For the matrix $A = \begin{bmatrix} 3 & -4 \\ 1 & -1 \end{bmatrix}$, we have:

$\det [A-\lambda I] = \det \begin{bmatrix} 3-\lambda & -4 \\ 1 & -1-\lambda \end{bmatrix} = 0 \rightarrow \lambda^2-2 \lambda+1 = 0 \rightarrow \lambda_{1,2} = 1,1$ (a double eigenvalue). From the eigenvalues, we derive the eigenvalue/eigenvector pairs:

• $\lambda_1 = 1, v_1 = (2, 1)$
• $\lambda_2 = 1, v_2 = (1, 0)$ (the second eigenvector is a generalized one)

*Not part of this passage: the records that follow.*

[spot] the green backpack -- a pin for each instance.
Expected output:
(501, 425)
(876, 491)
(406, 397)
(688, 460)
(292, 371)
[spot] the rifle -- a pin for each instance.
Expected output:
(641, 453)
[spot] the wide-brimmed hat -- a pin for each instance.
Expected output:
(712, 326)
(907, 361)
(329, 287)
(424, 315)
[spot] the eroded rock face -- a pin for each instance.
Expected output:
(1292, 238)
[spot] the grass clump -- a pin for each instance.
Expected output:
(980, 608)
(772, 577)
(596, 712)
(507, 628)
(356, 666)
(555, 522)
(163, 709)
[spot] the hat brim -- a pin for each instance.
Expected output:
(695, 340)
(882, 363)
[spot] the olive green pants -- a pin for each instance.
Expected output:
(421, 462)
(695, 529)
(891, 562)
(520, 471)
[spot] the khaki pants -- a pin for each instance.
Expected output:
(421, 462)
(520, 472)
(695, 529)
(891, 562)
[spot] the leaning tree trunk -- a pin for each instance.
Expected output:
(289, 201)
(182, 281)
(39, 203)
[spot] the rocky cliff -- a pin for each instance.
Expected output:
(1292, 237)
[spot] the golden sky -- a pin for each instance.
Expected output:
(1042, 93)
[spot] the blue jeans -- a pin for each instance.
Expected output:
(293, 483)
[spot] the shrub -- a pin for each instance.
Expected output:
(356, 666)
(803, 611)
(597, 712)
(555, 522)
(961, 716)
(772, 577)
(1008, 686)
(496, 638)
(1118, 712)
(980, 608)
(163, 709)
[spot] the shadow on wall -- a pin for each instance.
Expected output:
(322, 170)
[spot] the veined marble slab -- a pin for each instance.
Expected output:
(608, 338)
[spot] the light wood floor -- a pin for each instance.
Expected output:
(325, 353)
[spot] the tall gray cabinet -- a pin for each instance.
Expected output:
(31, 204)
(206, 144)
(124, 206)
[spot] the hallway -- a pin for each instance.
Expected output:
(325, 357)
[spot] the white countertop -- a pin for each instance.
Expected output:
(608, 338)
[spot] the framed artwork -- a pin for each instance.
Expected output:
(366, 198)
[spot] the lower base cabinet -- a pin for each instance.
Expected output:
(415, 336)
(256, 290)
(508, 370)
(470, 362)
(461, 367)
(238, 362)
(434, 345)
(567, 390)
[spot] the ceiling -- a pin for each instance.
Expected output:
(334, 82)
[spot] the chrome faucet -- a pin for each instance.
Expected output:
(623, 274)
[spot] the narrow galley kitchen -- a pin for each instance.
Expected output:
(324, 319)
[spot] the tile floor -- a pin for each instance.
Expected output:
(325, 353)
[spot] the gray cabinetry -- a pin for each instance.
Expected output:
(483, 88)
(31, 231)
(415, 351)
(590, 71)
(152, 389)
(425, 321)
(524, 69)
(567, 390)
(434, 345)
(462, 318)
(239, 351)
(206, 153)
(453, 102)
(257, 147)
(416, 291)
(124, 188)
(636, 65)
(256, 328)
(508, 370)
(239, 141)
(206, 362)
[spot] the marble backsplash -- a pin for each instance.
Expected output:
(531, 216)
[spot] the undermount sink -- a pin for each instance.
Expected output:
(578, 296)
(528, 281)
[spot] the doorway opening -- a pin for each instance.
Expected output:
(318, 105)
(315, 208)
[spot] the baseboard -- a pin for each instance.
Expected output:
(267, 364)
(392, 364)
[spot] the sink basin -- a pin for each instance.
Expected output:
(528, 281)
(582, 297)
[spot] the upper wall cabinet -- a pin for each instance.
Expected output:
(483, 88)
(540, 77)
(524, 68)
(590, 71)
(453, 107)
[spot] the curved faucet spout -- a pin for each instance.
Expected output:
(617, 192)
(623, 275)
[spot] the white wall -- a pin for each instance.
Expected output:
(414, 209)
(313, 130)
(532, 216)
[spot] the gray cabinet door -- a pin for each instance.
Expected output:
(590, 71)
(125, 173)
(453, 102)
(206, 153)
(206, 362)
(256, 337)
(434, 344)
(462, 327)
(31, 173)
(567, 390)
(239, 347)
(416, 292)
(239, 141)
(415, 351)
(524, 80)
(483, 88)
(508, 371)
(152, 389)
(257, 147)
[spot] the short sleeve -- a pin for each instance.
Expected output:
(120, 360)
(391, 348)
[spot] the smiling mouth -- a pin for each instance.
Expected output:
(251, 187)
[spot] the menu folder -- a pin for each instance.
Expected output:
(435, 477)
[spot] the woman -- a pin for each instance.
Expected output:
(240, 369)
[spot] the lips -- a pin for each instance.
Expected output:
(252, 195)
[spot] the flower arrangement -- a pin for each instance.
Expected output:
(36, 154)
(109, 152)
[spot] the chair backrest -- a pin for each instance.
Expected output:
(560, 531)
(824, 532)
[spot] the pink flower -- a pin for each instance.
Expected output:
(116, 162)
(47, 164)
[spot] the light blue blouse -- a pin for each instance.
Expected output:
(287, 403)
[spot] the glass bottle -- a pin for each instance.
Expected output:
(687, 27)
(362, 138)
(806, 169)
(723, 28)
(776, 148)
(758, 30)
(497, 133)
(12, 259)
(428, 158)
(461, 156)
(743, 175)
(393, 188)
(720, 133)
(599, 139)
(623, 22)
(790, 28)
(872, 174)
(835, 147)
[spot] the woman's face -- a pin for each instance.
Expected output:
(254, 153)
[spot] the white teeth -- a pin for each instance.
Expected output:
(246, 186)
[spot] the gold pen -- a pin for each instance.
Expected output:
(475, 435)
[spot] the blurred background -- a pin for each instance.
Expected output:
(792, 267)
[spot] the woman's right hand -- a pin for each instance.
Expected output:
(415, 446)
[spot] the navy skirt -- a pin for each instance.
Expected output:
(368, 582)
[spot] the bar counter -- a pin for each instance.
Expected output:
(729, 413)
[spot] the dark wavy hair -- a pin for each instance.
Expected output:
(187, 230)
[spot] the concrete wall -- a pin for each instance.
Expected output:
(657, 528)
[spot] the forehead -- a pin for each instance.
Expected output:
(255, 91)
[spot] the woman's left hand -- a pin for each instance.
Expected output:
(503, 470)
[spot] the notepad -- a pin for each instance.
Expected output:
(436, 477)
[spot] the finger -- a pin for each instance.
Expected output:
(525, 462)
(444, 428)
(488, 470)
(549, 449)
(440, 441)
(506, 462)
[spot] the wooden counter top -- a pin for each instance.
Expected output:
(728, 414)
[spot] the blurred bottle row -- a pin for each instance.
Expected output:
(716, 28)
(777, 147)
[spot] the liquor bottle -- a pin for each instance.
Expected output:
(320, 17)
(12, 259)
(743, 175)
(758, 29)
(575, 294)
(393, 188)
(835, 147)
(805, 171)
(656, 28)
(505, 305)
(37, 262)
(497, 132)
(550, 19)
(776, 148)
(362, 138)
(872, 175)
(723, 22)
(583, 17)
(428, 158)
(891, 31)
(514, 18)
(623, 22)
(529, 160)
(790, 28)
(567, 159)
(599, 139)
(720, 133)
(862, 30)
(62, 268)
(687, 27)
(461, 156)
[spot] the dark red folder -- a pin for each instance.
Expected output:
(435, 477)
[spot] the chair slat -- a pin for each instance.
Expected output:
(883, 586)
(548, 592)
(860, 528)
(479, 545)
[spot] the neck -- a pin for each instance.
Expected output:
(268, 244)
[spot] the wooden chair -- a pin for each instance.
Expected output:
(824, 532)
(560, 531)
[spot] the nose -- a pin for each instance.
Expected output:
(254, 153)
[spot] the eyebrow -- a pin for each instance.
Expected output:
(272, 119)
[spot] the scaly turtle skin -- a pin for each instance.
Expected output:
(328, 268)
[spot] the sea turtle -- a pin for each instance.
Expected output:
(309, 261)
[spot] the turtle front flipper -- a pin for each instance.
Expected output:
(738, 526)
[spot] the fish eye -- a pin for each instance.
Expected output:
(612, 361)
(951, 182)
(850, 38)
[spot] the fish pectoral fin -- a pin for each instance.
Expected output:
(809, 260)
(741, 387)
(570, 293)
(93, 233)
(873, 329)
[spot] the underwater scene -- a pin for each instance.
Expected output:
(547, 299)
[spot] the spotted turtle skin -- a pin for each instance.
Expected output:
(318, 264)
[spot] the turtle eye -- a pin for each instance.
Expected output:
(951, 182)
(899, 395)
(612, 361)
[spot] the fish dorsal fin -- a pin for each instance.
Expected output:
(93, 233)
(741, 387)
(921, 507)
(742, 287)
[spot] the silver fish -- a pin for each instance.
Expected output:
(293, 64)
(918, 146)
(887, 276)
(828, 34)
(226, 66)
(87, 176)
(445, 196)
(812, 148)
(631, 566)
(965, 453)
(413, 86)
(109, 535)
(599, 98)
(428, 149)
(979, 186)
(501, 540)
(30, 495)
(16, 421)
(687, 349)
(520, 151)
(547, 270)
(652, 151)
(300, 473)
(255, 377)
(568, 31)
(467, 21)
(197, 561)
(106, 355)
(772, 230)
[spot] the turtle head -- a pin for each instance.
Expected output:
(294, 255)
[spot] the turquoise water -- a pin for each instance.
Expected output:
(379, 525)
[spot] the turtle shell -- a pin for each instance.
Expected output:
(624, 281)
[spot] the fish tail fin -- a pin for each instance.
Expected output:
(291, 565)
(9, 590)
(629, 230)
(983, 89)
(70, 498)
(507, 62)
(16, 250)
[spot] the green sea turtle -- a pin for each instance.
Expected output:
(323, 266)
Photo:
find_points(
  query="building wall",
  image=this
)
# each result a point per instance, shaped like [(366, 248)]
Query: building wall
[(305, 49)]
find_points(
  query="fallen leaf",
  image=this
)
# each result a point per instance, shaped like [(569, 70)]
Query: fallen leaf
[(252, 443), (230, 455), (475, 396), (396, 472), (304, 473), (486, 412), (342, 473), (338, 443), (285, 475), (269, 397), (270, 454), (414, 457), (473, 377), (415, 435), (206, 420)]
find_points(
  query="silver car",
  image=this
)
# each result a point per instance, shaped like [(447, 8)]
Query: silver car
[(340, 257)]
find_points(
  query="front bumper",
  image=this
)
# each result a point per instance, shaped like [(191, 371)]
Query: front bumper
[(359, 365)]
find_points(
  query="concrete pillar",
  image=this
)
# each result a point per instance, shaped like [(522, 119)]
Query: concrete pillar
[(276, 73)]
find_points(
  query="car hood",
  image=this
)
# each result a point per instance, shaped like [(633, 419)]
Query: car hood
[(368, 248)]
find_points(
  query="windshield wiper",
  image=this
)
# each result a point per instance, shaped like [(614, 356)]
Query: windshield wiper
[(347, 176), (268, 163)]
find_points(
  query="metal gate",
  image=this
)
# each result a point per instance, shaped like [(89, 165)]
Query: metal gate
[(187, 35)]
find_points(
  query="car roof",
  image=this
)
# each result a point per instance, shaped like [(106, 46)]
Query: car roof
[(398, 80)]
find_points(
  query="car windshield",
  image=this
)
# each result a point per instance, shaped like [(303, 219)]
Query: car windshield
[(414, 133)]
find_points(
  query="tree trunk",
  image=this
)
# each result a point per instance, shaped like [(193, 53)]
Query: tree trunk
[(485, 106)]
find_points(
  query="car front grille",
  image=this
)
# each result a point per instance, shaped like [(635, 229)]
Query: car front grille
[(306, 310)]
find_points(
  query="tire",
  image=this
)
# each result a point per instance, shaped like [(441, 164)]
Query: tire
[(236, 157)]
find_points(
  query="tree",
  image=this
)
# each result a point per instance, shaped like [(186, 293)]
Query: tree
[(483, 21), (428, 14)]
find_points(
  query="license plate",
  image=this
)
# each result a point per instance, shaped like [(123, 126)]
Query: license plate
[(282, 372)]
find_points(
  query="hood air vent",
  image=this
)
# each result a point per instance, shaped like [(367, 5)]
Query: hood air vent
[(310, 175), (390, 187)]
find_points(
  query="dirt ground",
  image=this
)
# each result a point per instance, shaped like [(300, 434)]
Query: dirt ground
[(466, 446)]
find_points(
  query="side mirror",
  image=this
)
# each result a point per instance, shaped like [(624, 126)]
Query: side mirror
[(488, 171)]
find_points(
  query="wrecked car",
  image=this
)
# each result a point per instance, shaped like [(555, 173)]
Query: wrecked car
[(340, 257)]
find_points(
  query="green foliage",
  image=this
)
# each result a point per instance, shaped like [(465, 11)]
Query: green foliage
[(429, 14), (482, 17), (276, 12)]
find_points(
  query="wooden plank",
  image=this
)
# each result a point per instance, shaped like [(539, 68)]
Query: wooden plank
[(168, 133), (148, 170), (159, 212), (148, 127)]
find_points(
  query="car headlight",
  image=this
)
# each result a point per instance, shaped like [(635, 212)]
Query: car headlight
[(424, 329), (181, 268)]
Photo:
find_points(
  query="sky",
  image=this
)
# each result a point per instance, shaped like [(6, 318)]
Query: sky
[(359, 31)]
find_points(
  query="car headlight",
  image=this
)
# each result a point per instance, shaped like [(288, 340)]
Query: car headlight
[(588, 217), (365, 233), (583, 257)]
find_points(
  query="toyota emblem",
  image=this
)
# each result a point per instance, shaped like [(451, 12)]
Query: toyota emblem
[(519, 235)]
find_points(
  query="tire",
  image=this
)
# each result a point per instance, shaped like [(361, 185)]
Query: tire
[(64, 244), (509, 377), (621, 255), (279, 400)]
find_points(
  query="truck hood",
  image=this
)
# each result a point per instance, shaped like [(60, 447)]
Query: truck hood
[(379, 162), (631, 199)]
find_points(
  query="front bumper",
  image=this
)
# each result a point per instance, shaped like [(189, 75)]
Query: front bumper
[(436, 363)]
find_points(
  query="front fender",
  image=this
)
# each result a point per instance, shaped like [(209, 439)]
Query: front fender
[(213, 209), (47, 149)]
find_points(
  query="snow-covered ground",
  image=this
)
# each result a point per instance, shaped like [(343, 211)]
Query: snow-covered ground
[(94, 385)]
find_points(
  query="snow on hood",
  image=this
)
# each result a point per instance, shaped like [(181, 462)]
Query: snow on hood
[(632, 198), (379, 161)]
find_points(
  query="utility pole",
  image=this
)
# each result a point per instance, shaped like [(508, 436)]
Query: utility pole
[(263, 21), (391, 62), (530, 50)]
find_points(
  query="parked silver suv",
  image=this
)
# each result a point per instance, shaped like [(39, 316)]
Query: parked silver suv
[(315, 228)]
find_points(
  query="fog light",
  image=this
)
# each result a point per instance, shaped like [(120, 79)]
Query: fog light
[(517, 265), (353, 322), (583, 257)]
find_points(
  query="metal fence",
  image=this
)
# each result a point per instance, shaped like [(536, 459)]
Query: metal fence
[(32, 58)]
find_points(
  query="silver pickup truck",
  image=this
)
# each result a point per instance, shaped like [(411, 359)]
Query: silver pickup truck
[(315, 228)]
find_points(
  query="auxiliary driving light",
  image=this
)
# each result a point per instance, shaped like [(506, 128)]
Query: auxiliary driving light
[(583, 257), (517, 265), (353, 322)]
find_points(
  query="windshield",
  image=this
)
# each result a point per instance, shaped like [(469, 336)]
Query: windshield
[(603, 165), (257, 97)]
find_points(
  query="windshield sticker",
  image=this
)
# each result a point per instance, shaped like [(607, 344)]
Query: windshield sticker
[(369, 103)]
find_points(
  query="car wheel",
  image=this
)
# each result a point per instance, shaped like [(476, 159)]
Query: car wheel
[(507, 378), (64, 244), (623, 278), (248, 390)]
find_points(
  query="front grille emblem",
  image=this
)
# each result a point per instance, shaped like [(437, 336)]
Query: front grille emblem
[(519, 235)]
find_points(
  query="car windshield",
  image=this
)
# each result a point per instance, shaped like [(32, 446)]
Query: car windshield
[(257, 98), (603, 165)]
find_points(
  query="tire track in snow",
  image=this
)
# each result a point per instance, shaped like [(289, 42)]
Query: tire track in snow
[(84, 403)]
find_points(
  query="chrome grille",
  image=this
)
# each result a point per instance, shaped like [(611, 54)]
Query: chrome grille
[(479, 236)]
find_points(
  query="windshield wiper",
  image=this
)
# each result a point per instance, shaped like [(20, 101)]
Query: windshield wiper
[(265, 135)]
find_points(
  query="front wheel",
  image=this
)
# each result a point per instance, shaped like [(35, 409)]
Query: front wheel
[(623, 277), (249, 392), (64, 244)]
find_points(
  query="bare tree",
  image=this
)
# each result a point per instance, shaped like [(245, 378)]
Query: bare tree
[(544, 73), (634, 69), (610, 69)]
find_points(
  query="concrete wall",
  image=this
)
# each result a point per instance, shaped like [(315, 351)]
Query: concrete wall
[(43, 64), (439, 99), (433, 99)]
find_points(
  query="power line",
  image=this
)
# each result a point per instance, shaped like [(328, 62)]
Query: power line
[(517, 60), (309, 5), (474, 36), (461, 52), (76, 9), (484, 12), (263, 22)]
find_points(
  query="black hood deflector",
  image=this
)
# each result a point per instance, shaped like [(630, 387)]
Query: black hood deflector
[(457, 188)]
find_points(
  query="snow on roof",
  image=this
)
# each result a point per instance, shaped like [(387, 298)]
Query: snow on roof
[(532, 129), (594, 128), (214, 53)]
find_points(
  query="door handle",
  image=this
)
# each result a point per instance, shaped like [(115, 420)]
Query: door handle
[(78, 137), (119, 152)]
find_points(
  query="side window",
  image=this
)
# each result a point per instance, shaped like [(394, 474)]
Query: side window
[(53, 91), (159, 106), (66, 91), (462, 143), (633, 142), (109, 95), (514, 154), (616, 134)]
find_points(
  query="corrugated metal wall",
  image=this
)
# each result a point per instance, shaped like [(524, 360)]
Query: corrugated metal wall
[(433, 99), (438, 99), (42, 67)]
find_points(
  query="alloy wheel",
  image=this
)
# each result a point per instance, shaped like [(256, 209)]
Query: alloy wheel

Lets find the matrix exponential using two different methods.

Method 1

From $(1)$, we have:

$$e^{At} = \left[I + \dfrac{(A-\lambda I)^0}{1!}t^1 \right]e^{\lambda t} = \left[\begin{bmatrix} 1 & 0 \\ 0 & 1 \end{bmatrix} + \begin{bmatrix} 2 & -4 \\ 1 & -2 \end{bmatrix}t\right] = e^{t}\begin{bmatrix} 1+2t & -4t \\ t & 1-2t \end{bmatrix}$$

Method 2

Use the Laplace Transform.

$$e^{At}=\mathcal{L}^{-1}\left((sI-A)^{-1}\right)= \mathcal{L}^{-1}\left(\begin{bmatrix}s-3 & 4 \\ -1 & s+1\end{bmatrix}^{-1}\right) = e^{t}\begin{bmatrix}1+2 t & -4 t \\ t & 1-2 t\end{bmatrix}$$

$\vdots$

Method n

Try other approaches discussed above!

Update: Method n+1

If you wanted to write $A$ using Jordan Normal Form, we would have:

$$A = \begin{bmatrix} 3 & -4 \\ 1 & -1 \end{bmatrix} = PJP^{-1} = \begin{bmatrix} 2 & 1 \\ 1 & 0 \end{bmatrix} \cdot \begin{bmatrix} 1 & 1 \\ 0 & 1\end{bmatrix} \cdot \begin{bmatrix} 0 & 1 \\1 & -2 \end{bmatrix}$$

To write the matrix exponential for this, we take advantage of the Jordan Block and have:

$$e^{At} = e^{PJP^{-1}t} = Pe^{Jt}P^{-1} = \begin{bmatrix} 2 & 1 \\ 1 & 0 \end{bmatrix} \cdot e^{\begin{bmatrix} 1 & 1 \\ 0 & 1\end{bmatrix}t} \cdot \begin{bmatrix} 0 & 1 \\1 & -2 \end{bmatrix} = \begin{bmatrix} 2 & 1 \\ 1 & 0 \end{bmatrix} \cdot \begin{bmatrix} e^t & te^t \\ 0 & e^t\end{bmatrix} \cdot \begin{bmatrix} 0 & 1 \\1 & -2 \end{bmatrix} = e^{t}\begin{bmatrix}1+2 t & -4 t \\ t & 1-2 t\end{bmatrix}$$

Lastly, it is worth noting that sometimes the Fundamental Matrix is given as:

$$\phi(t, t_0) = \phi(t) \cdot \phi^{-1}(t_0)$$

There are many methods for determining the matrix exponential, even for a non-diagonalizable matrix. One of the easiest is via the Laplace transform. You can check that

$$\mathcal{L}(e^{tA})(s) = (sI-A)^{-1}.$$

$$\mathcal{L}(e^{tA})(s) = \begin{bmatrix}s-3 & 4 \\ -1 & s+1\end{bmatrix}^{-1} = \frac{1}{(s-1)^2}\begin{bmatrix}s+1 & -4 \\ 1 & s-3\end{bmatrix},$$
$$e^{tA} = \begin{bmatrix}(2t+1)e^t & -4te^t \\ te^t & -(2t-1)e^t\end{bmatrix}.$$
Formally, this is only valid for $t>0$, but since the elements in $e^{tA}$ are holomorphic, the identity theorem for holomorphic functions shows that the equality is valid for all $t$.